21.7. Kudu Index Configuration

GeoMesa exposes a variety of configuration options that can be used to customize and optimize a given installation. This section contains Kudu-specific options; general options can be found under Index Configuration.

21.7.1. Default Index Creation

By default GeoMesa will only create a single Z3 (or XZ3) index for Kudu. Due to predicate push-downs, partition pruning and other advanced optimizations, queries on non-indexed fields are still quite fast. To create additional indices, specify them explicitly. See Customizing Index Creation for details.

Note that because they do not have an incrementing time field in the primary key, other indices may eventually run out of space. Initial partitioning is especially important in this case (see next).

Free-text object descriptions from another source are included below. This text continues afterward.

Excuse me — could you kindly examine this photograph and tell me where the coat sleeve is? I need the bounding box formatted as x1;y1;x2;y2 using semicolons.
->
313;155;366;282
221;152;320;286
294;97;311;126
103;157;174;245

21.7.2. Table Partitioning

Partitioning is import in Kudu, and GeoMesa supports both Kudu hash and range partitions. See Configuring Z-Index Shards and Configuring Attribute Index Shards for details on configuring shards, which will be translated to Kudu hash partitions. See Configuring Index Splits for details on configuring table splits, which will be translated to Kudu range partitions. By default, the Z3/XZ3 index will create a new range partition for every time period (week by default).

See the Kudu documentation for more details on Kudu partitioning.

21.7.3. Column Encoding

Kudu has multiple ways to encode data. Each column (attribute) in a schema is encoded separately. The best encoding will depend on the data being written; for example low-cardinality string columns work will with dictionary encoding. If nothing is specified, then the Kudu default encoding will be used based on the attribute type.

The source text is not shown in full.